After the preliminary research stage at Princeton, Berger found it illuminating to learn which assumptions worked when actually in China. "In certain instances our assumptions proved to be accurate, and in other cases they were entirely flawed," she said. "I believe that it was important to make these incorrect assumptions, as it is in those cases when we were wrong that I think our individual arguments will be strengthened."
In the weeks since the trip, the students have been busy working with what they learned on site to transform Hangzhou's square. "Our visit to China was truly a unique experience, not only for what we learned about the site specifically, but more importantly, for what we learned about Chinese culture and architecture," said Berger. "It is the nature of the site and the people that cannot be conveyed by any other means except by being in the actual place."
Undoubtedly, one of the most valuable aspects of this joint studio is sharing the thinking behind varying design approaches presented by students from three different educational and cultural backgrounds. Describing the contrasts, Gandelsonas said: "Hong Kong is a pragmatic place and the students from there look at the project from a development point of view. The students from Shanghai are very aware of what's going on architecturally in the rest of the world, and while they want to modernize, they don't want to copy the West. And our Princeton students are very theoretically minded and interested in asking conceptual questions."
Ralph Lerner, dean of the School of Architecture, said there are two main educational benefits of the joint studio: "The studio introduces students to the global conditions of architectural practice, which have changed so much over the last 15 years. It also introduces students to the critical contemporary problem of developing architectural strategies for conditions outside of their own culture."
Once the designs are completed, they will be submitted to the College of Architecture and Planning at Tongji University. Since China does not have architectural firms, architecture faculty at universities also are commissioned to design projects around the country. The work of the students from the joint studio will be consulted for ideas.
Over the years, Princeton students and their peers have worked on a variety of projects through the joint studio. Three were in Shanghai: the extension of the Bund, a boulevard on the west bank of the Huangpu River; the renovation of a Catholic church; and the restoration of a synagogue. The other projects were the design of a contemporary museum in Beijing and a cultural center in Hong Kong. All project sites for the joint studio are selected by the Chinese.

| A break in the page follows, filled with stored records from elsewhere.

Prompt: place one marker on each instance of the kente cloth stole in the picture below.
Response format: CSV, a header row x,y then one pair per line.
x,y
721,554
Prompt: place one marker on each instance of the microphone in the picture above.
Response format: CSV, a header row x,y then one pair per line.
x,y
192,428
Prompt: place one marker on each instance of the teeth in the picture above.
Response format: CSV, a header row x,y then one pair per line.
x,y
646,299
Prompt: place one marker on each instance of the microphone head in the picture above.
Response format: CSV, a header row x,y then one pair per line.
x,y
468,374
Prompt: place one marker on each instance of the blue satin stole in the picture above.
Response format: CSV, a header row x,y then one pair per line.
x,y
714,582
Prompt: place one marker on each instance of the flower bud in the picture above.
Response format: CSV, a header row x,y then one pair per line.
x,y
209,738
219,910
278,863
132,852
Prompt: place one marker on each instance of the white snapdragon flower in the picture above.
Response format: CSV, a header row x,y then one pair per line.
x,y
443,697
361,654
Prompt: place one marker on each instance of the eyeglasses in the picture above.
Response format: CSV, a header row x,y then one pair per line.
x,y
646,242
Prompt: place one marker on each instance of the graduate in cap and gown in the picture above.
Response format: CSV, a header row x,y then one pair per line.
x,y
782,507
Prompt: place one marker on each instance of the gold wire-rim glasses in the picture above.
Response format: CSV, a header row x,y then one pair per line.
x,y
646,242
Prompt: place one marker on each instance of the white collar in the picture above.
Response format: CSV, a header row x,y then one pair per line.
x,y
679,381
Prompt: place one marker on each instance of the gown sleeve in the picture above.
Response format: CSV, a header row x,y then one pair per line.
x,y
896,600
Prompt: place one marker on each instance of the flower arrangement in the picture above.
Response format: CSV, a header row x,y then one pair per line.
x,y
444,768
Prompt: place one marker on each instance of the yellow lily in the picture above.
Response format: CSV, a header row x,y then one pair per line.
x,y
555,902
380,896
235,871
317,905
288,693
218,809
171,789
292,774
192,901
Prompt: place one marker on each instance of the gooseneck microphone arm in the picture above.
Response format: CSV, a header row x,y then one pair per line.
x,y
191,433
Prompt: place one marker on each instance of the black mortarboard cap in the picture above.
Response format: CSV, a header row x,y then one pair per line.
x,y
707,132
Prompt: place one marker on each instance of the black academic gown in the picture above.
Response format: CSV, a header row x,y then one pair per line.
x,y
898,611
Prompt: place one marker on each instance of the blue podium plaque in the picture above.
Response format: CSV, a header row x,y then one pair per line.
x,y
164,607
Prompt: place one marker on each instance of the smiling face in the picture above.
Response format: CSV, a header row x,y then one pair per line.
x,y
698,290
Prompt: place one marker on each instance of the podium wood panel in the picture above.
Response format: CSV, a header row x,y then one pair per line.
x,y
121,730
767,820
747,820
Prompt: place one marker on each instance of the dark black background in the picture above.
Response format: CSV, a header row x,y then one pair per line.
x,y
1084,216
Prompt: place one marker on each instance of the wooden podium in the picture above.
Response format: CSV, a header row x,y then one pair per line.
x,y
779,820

With the powerful impact of globalization on architecture, Gandelsonas is taking the school's international initiatives to new destinations. Future joint studios will link graduate students from Princeton, Rice University and the University of California-Los Angeles with peers at architectural programs in London, Paris and Barcelona. Another joint studio has been funded by the Lee Foundation and will be inaugurated this spring with the National University of Singapore.